Remote Dataset

Since version 2.0.0, Megatron Energon supports the use of remote datasets. Since version >5.2.0, Energon file access is based on Multi Storage Client (MSC). This means you can train or validate with your data right from any storage by simply swapping the dataset path for a so-called MSC URL.

Prerequisites

For using a remote dataset, install one or more of the extras:

  • s3

  • aistore

  • azure-blob-storage

  • google-cloud-storage

  • oci

like this:

pip install megatron-energon[s3,oci]

Set up the msc config as described in Multi Storage Client documentation.

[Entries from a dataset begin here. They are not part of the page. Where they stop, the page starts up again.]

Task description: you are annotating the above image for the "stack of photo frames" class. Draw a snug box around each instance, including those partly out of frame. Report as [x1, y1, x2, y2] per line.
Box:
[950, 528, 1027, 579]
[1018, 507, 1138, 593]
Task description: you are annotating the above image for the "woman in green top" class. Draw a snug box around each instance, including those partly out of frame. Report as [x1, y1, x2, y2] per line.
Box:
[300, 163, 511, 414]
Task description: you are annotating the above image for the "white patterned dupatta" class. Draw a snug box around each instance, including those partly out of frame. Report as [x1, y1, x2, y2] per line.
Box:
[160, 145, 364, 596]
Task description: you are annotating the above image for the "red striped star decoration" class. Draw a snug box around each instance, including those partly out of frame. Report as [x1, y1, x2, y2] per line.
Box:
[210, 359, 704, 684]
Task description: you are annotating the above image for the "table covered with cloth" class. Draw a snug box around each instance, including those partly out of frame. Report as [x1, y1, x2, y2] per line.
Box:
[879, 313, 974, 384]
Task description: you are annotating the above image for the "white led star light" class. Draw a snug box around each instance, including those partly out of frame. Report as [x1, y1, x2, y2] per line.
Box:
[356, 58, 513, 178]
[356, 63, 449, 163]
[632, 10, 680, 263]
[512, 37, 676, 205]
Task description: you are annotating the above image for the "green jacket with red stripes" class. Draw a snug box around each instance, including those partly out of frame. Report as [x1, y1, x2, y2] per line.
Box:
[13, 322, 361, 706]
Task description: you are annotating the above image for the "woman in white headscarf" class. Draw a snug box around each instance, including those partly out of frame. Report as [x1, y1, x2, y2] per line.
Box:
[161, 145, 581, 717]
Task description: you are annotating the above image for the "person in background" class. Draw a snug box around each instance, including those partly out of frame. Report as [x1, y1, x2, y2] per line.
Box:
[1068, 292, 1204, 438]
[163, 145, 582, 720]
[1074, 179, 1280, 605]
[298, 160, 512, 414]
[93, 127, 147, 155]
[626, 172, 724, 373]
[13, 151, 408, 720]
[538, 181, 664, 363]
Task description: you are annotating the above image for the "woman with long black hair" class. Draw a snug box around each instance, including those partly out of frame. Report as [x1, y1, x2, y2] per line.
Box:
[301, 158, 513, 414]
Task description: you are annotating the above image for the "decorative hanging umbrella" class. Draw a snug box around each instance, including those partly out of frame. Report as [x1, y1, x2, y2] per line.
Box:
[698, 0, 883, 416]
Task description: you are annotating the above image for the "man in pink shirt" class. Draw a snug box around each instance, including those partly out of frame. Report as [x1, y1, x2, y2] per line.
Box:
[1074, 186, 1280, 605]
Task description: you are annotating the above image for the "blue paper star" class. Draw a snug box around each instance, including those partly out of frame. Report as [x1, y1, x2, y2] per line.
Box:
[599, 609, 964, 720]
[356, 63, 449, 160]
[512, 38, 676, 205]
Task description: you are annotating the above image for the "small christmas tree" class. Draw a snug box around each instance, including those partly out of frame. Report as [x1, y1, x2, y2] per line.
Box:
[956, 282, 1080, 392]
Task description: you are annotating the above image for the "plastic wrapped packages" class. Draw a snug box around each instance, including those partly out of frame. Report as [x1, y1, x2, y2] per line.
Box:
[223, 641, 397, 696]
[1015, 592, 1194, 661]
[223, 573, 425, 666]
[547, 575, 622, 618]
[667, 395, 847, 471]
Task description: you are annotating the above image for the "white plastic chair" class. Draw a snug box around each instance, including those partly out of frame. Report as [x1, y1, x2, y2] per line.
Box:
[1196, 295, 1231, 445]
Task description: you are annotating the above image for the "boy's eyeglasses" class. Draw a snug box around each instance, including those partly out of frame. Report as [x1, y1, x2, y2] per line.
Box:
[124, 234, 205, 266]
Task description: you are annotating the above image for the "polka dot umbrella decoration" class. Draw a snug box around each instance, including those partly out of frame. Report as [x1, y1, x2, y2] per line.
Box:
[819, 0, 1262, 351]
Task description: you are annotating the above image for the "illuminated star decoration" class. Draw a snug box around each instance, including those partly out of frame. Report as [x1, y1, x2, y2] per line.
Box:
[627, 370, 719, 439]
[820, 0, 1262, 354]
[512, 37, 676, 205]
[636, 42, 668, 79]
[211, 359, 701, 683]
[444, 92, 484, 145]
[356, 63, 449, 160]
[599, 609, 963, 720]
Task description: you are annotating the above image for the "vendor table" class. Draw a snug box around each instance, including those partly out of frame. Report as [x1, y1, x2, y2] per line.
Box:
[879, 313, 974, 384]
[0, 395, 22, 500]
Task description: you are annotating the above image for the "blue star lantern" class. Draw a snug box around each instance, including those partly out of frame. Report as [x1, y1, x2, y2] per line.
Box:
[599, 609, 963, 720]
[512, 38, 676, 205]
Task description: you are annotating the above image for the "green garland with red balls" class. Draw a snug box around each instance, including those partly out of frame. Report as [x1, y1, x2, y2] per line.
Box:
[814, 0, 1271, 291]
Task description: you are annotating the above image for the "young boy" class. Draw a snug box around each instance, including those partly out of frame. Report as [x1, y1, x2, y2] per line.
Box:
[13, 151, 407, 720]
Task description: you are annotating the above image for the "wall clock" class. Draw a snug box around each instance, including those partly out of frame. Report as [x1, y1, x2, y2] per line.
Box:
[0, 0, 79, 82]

You can also use the rclone config with msc, as was described prior to 5.2.0.

The URL syntax

The syntax is a simple as

msc://CONFIG_NAME/PATH

For example:

msc://coolstore/mainbucket/datasets/somedata

You can use this URL instead of paths to datasets in

  • Functions like get_train_dataset, get_val_dataset

  • Inside metadataset specifications

  • As arguments to energon prepare or energon lint. Note that those may be slow for remote locations.

Example usage:

ds = get_train_dataset(
    'msc://coolstore/mainbucket/datasets/somedata',
    batch_size=1,
    shuffle_buffer_size=100,
    max_samples_per_sequence=100,
)